Il poursuit : « Il s’installe une sorte de fatalisme qui n’exclut pas pour autant la possibilité, à un moment donné, d’une contestation virulente. Après, est-ce que ce qu’il s’est passé à Mayotte est possible à la Réunion ? Peut-être pas sous la même forme. Mais le malaise dans la société réunionnaise est évident. La situation mahoraise n’est pas exportable à la Réunion de façon identique, car les éléments déclenchants sont différents. Mais la violence existe déjà à la Réunion. » En témoigne, par exemple, le saccage, fin octobre, d’un supermarché du Moufia, à Saint-Denis, par une soixantaine de jeunes du quartier. En outre, de façon générale, les différentes études réalisées sur l’Outre-mer montrent que la Réunion se caractérise par un niveau de pessimisme plus important que les autres Doms et un sérieux problème de confiance vis-à-vis des institutions, en particulier chez les jeunes. Selon le dernier baromètre Ipsos-Journal de l’Île, la cote de popularité de Nicolas Sarkozy et la confiance dans le gouvernement s’établissent respectivement à 21 et 22% chez les Réunionnais âgés d’au moins 31 ans, contre 15% dans les deux cas chez les 18-30 ans. Le bulletin de conjoncture d’Ipsos montre quant à lui, qu’en 2011, le chômage représente la première préoccupation pour 78% des 18-30 ans, contre 68% des 31 ans et plus. Le sentiment d’inquiétude est massif également au sujet de l’évolution de la situation économique et sociale à la Réunion. Il concerne 82% des jeunes (contre 75% en 2007) et 83% des 31 ans et plus. Seule donnée traditionnellement positive, sur les trois premiers trimestres 2011, 62% des jeunes affichent une forme d’optimisme sur leur situation personnelle et professionnelle (mais ils étaient 70% en 2007), contre 50% des 31 ans et plus. En revanche, les trois-quarts des jeunes (75%) se montrent inquiets sur l’évolution de leur pouvoir d’achat, soit presqu’autant que les moins jeunes (77%). « Chez 6 jeunes sur 10, on observe un optimisme sur leur situation propre, mais pas sur leur pouvoir d’achat, et encore moins sur la situation de la Réunion, résume Philippe Fabing. Les 18-30 ans pensent globalement qu’ils ont des chances de s’en sortir, mais dans un environnement de plus en plus compliqué, et avec une crainte particulière du chômage. »

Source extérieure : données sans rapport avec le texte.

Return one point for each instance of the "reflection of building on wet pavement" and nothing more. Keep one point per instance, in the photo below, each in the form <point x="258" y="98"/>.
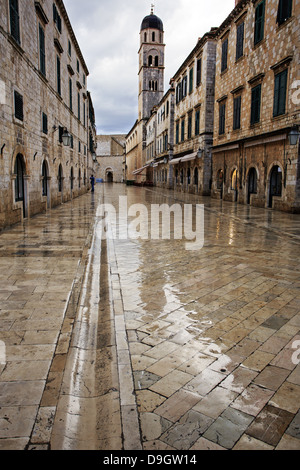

LES INDICATEURS DE MOBILISATION SOCIALE AU PLUS HAUT
L’analyste poursuit : « Ce regard des jeunes sur le contexte réunionnais n’est pas enthousiasmant. Car les études montrent que dans les situations économiques et sociales difficiles, les jeunes Réunionnnais deviennent plus susceptibles d’enfreindre le cadre réglementaire et moral de la société. On l’a vu récemment avec ce groupe qui est descendu au Score du Moufia. » Incivilités, agressions, violences... « Quand on pense à leurs perspectives d’intégration, on comprend que ce type d’actions constitue leur réponse à la violence sociale qu’ils subissent, explique Philippe Fabing. Car il ne suffit pas de vouloir donner envie aux jeunes de travailler... Encore faut-il leur donner un travail ! » Dans ce contexte, autant dire que les indicateurs de mobilisation sociale, déjà habituellement élevés, sont au plus haut. Si un mouvement de contestation sociale se développait dans les mois qui viennent à la Réunion, 32% des jeunes affirment qu’ils le soutiendraient et y participeraient (contre 27% entre 2007). S’ajoutent près de la moitié d’entre eux qui le soutiendraient sans y prendre part. Soit plus des trois quarts des jeunes qui adhéreraient au mouvement. Ces taux sont élevés également chez les 31 ans et plus (respectivement 33 et 39%), soit 72% de soutien. « Le tableau est brossé, note Philippe Fabing. Des jeunes très touchés par le chômage, sans réelles perspectives d’avenir... À l’évidence, ce type de situation présente un risque. » Et la situation semble mériter d’autant plus d’attention que la dynamique négative dans laquelle est entrée l’île ces toutes dernières années est d’une inquiétante nouveauté. « Le chômage de masse est devenu la perspective des jeunes formés, constate Philippe Fabing. C’est une situation inédite à la Réunion. On attaque une phase inconnue de notre histoire. C’est la première fois depuis l’après-guerre que se combinent, et sans doute pour longtemps, une croissance du chômage de masse des jeunes et une jeunesse majoritairement formée. » Comment, dans de telles conditions, garder un regard optimiste sur l’avenir ? « L’enjeu pour la société réunionnaise, c’est de redonner confiance à ses jeunes, affirme Philippe Fabing. Et, pour cela, de leur trouver une place dans la société. » Une place autre que celle des pages faits divers de la presse locale.